# Ewens's sampling formula

In population genetics, Ewens' sampling formula, describes the probabilities associated with counts of how many different alleles are observed a given number of times in the sample.

## Definition

Ewens' sampling formula, introduced by Warren Ewens, states that under certain conditions (specified below), if a random sample of n gametes is taken from a population and classified according to the gene at a particular locus then the probability that there are a1 alleles represented once in the sample, and a2 alleles represented twice, and so on, is

$\operatorname{Pr}(a_1,\dots,a_n; \theta)={n! \over \theta(\theta+1)\cdots(\theta+n-1)}\prod_{j=1}^n{\theta^{a_j} \over j^{a_j} a_j!},$

for some positive number θ, whenever a1, ..., an is a sequence of nonnegative integers such that

$a_1+2a_2+3a_3+\cdots+na_n=n.\,$

The phrase "under certain conditions" used above is made precise by the following assumptions:

• The sample size n is small by comparison to the size of the whole population; and
• The population is in statistical equilibrium under mutation and genetic drift and the role of selection at the locus in question is negligible; and

This is a probability distribution on the set of all partitions of the integer n. Among probabilists and statisticians it is often called the multivariate Ewens distribution.

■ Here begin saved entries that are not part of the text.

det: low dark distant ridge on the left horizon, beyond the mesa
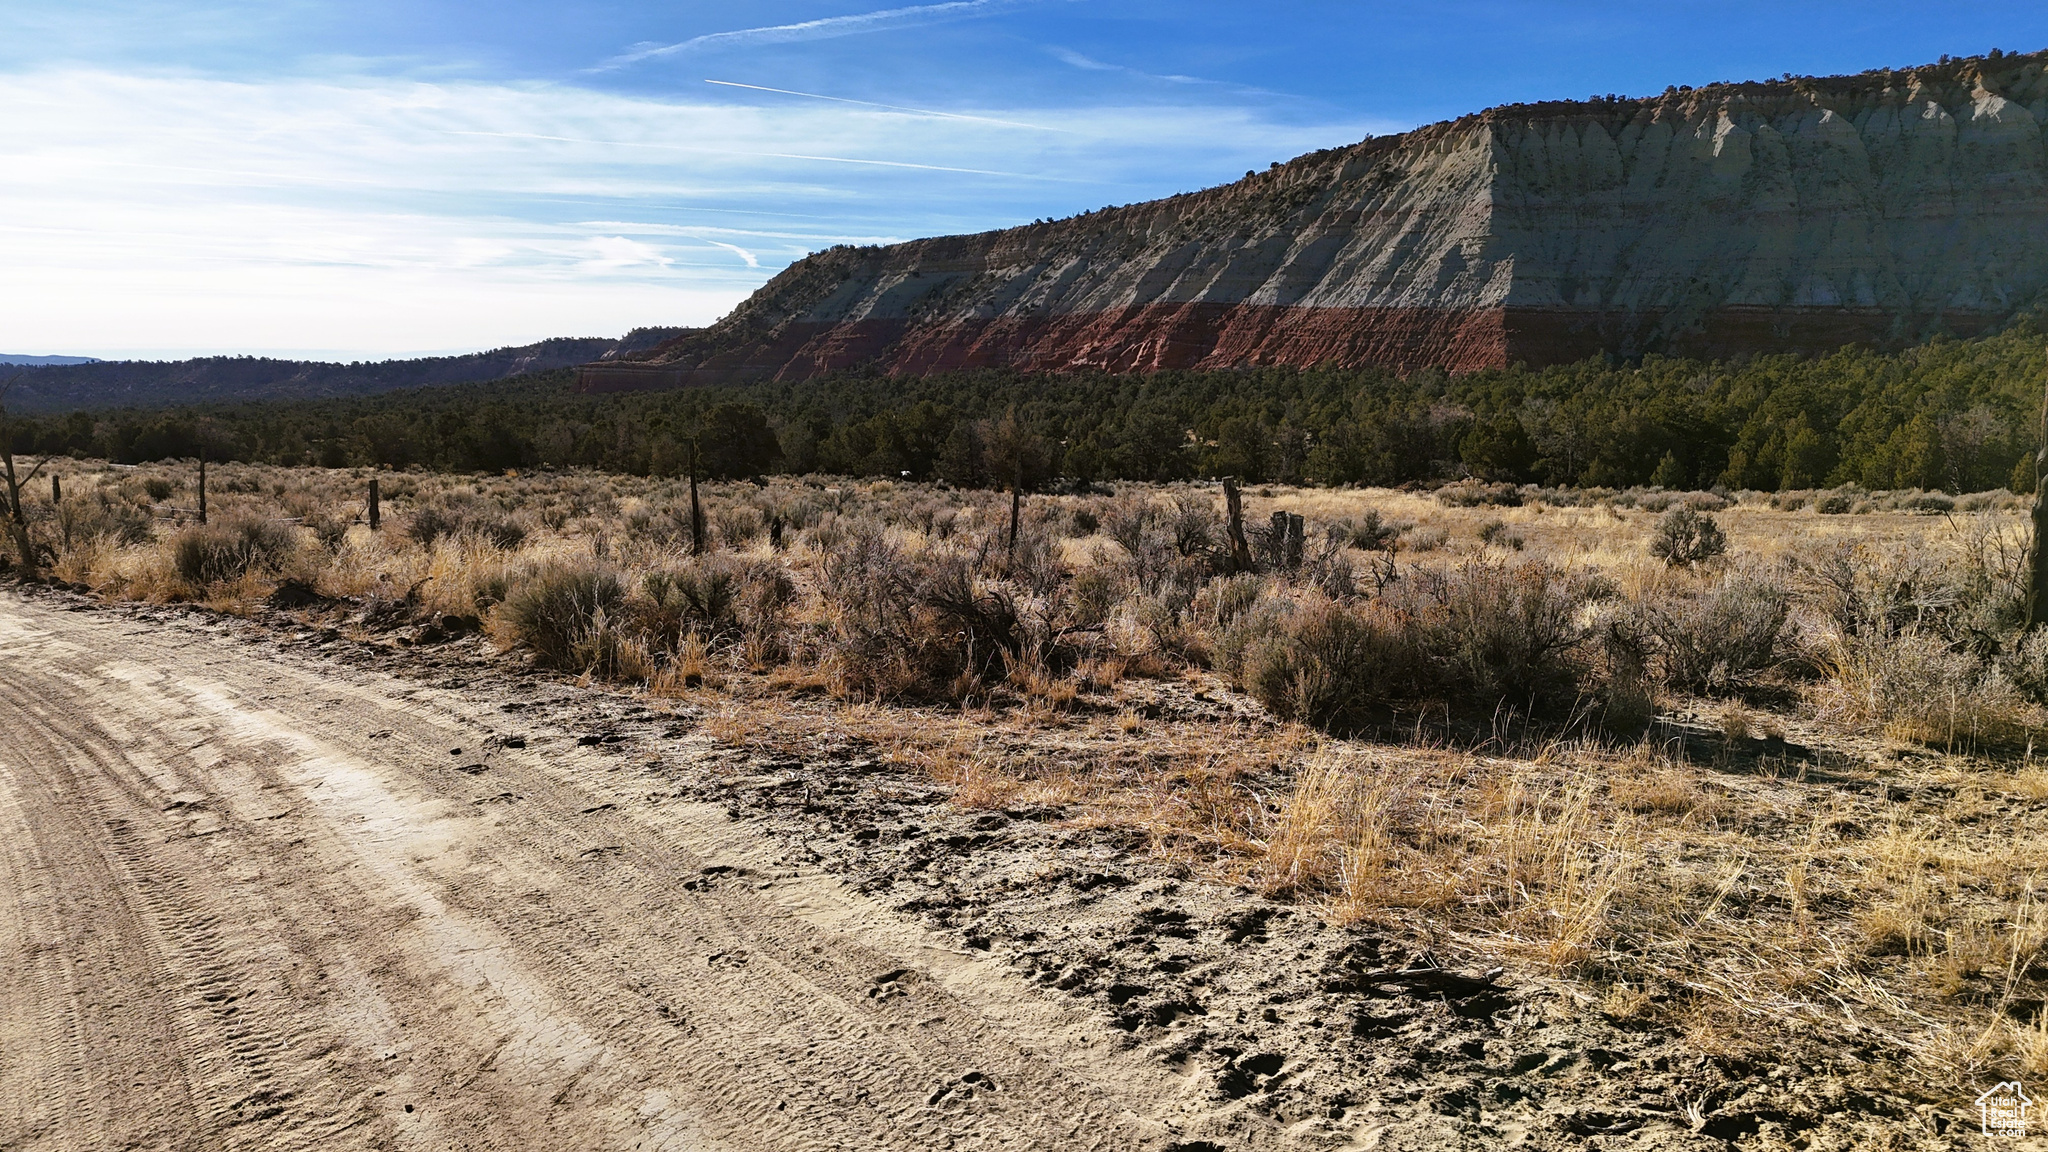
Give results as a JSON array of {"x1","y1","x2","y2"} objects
[{"x1": 6, "y1": 328, "x2": 690, "y2": 412}]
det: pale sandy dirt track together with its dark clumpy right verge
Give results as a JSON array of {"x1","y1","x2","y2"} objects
[{"x1": 0, "y1": 590, "x2": 1990, "y2": 1152}]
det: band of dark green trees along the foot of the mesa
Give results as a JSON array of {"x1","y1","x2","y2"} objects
[{"x1": 12, "y1": 320, "x2": 2048, "y2": 492}]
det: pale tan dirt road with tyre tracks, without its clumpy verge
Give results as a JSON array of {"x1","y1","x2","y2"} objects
[{"x1": 0, "y1": 592, "x2": 1200, "y2": 1150}]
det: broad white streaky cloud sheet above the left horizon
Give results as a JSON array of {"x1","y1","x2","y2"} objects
[{"x1": 0, "y1": 72, "x2": 1386, "y2": 357}]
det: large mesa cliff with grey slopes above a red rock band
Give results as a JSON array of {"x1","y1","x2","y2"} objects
[{"x1": 584, "y1": 53, "x2": 2048, "y2": 389}]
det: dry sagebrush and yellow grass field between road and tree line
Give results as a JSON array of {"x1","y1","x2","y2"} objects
[{"x1": 8, "y1": 461, "x2": 2048, "y2": 1146}]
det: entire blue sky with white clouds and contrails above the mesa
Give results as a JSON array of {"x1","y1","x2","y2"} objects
[{"x1": 0, "y1": 0, "x2": 2048, "y2": 359}]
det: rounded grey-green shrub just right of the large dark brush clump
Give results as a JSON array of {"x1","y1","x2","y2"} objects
[{"x1": 1642, "y1": 574, "x2": 1792, "y2": 693}]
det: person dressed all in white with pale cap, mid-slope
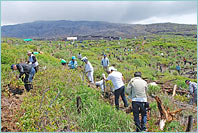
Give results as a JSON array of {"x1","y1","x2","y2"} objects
[{"x1": 81, "y1": 57, "x2": 94, "y2": 83}]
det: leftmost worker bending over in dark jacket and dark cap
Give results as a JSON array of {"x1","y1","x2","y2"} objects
[{"x1": 11, "y1": 63, "x2": 36, "y2": 91}]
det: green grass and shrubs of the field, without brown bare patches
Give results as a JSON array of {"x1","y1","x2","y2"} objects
[{"x1": 1, "y1": 36, "x2": 197, "y2": 132}]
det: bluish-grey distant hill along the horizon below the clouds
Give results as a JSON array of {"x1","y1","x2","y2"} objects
[{"x1": 1, "y1": 20, "x2": 197, "y2": 39}]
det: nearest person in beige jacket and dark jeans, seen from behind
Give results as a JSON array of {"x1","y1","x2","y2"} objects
[{"x1": 126, "y1": 72, "x2": 148, "y2": 132}]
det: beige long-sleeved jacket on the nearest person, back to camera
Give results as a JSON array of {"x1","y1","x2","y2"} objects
[{"x1": 126, "y1": 77, "x2": 147, "y2": 102}]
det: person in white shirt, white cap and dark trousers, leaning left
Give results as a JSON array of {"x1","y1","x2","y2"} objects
[{"x1": 103, "y1": 66, "x2": 128, "y2": 110}]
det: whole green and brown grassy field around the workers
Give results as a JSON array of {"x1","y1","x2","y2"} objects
[{"x1": 1, "y1": 36, "x2": 197, "y2": 132}]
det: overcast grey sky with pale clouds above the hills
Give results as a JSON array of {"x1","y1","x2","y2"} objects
[{"x1": 1, "y1": 1, "x2": 197, "y2": 25}]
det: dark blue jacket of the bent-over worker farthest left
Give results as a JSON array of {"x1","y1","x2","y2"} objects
[{"x1": 16, "y1": 63, "x2": 32, "y2": 78}]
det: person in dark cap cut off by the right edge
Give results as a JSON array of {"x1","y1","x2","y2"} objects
[{"x1": 185, "y1": 80, "x2": 197, "y2": 105}]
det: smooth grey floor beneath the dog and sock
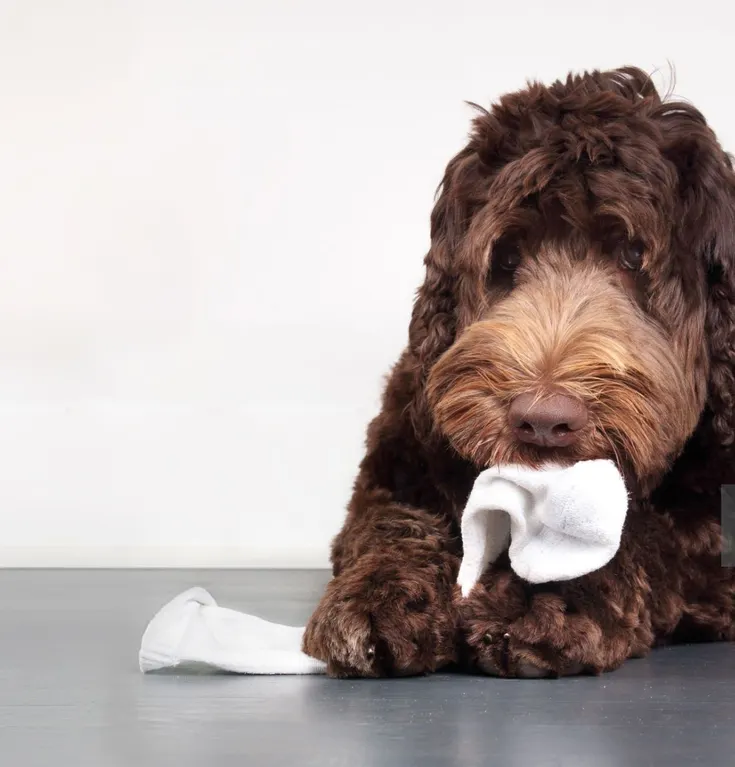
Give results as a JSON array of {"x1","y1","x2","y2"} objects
[{"x1": 0, "y1": 570, "x2": 735, "y2": 767}]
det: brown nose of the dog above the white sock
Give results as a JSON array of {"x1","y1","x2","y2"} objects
[{"x1": 508, "y1": 392, "x2": 587, "y2": 447}]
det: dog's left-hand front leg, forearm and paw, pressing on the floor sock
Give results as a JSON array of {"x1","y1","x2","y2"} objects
[{"x1": 303, "y1": 491, "x2": 458, "y2": 677}]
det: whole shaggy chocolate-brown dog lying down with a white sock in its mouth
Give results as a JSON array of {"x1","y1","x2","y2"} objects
[{"x1": 303, "y1": 67, "x2": 735, "y2": 677}]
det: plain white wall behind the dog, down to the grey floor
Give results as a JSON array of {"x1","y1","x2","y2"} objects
[{"x1": 0, "y1": 0, "x2": 735, "y2": 566}]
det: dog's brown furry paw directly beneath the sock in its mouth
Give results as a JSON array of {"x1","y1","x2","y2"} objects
[{"x1": 459, "y1": 573, "x2": 645, "y2": 679}]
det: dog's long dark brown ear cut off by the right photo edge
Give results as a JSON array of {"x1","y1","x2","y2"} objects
[{"x1": 661, "y1": 103, "x2": 735, "y2": 453}]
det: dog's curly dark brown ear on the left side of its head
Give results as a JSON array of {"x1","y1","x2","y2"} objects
[{"x1": 409, "y1": 146, "x2": 481, "y2": 374}]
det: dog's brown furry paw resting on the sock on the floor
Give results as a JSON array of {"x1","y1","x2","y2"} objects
[{"x1": 303, "y1": 557, "x2": 456, "y2": 677}]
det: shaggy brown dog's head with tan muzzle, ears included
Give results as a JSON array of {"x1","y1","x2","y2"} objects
[{"x1": 410, "y1": 69, "x2": 735, "y2": 486}]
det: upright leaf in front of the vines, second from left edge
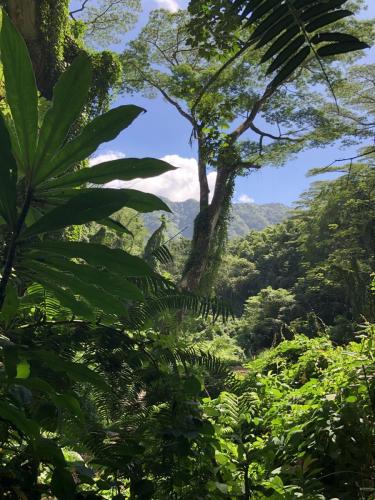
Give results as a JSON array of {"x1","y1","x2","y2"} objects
[{"x1": 35, "y1": 55, "x2": 92, "y2": 184}]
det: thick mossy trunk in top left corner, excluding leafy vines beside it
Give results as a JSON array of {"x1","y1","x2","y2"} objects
[{"x1": 6, "y1": 0, "x2": 69, "y2": 99}]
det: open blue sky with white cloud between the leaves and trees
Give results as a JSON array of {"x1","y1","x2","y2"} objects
[{"x1": 92, "y1": 0, "x2": 375, "y2": 205}]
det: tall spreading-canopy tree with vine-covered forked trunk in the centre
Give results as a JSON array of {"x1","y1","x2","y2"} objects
[{"x1": 123, "y1": 7, "x2": 374, "y2": 290}]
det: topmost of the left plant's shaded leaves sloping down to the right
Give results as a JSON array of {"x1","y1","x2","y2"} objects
[{"x1": 24, "y1": 241, "x2": 155, "y2": 277}]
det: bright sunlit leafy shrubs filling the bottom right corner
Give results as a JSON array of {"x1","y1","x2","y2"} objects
[{"x1": 204, "y1": 325, "x2": 375, "y2": 500}]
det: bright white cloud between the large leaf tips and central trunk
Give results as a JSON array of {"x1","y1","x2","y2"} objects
[{"x1": 90, "y1": 151, "x2": 217, "y2": 201}]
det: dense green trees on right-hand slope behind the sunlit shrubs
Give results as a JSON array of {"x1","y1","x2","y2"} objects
[{"x1": 215, "y1": 162, "x2": 375, "y2": 343}]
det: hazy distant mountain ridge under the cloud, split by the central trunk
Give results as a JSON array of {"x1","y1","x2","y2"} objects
[{"x1": 144, "y1": 199, "x2": 290, "y2": 239}]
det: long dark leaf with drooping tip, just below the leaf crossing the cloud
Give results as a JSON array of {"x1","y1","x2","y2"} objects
[{"x1": 22, "y1": 188, "x2": 170, "y2": 238}]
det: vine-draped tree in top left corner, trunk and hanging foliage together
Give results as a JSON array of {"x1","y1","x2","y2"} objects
[{"x1": 0, "y1": 0, "x2": 130, "y2": 111}]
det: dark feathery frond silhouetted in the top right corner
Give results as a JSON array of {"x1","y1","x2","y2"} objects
[{"x1": 244, "y1": 0, "x2": 368, "y2": 86}]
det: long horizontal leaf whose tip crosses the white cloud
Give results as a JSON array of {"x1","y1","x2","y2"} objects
[{"x1": 39, "y1": 158, "x2": 175, "y2": 191}]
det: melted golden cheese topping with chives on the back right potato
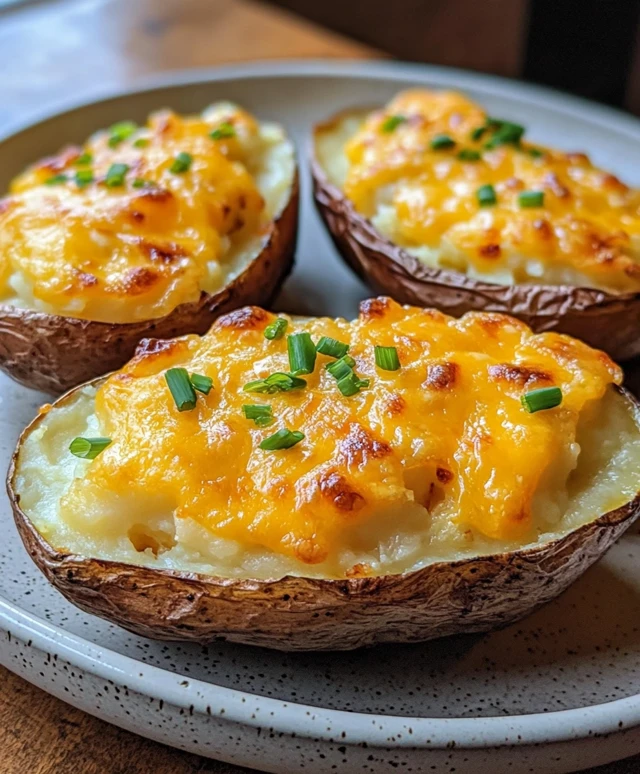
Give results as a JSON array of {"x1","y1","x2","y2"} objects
[{"x1": 344, "y1": 90, "x2": 640, "y2": 291}]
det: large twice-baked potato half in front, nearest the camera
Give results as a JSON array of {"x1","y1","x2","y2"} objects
[{"x1": 8, "y1": 298, "x2": 640, "y2": 650}]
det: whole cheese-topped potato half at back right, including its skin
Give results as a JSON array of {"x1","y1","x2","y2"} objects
[{"x1": 312, "y1": 89, "x2": 640, "y2": 360}]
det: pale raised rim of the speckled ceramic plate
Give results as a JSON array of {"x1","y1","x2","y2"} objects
[{"x1": 0, "y1": 59, "x2": 640, "y2": 749}]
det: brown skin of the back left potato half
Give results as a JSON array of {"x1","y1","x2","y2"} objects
[{"x1": 0, "y1": 171, "x2": 300, "y2": 395}]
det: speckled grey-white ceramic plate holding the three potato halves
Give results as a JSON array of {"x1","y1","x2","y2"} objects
[{"x1": 0, "y1": 62, "x2": 640, "y2": 774}]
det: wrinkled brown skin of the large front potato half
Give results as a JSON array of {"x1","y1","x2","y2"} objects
[{"x1": 7, "y1": 380, "x2": 640, "y2": 651}]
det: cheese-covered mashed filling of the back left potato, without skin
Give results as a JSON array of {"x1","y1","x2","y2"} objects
[{"x1": 0, "y1": 103, "x2": 295, "y2": 323}]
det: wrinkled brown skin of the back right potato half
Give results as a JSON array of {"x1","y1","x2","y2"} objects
[{"x1": 311, "y1": 111, "x2": 640, "y2": 361}]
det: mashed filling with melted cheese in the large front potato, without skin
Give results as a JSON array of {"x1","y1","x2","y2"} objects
[{"x1": 16, "y1": 298, "x2": 640, "y2": 578}]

## Mathematical properties

When θ = 0, the probability is 1 that all n genes are the same. When θ = 1, then the distribution is precisely that of the integer partition induced by a uniformly distributed random permutation. As θ → ∞, the probability that no two of the n genes are the same approaches 1.

This family of probability distributions enjoys the property that if after the sample of n is taken, m of the n gametes are chosen without replacement, then the resulting probability distribution on the set of all partitions of the smaller integer m is just what the formula above would give if m were put in place of n.

The Ewens distribution arises naturally from the Chinese restaurant process.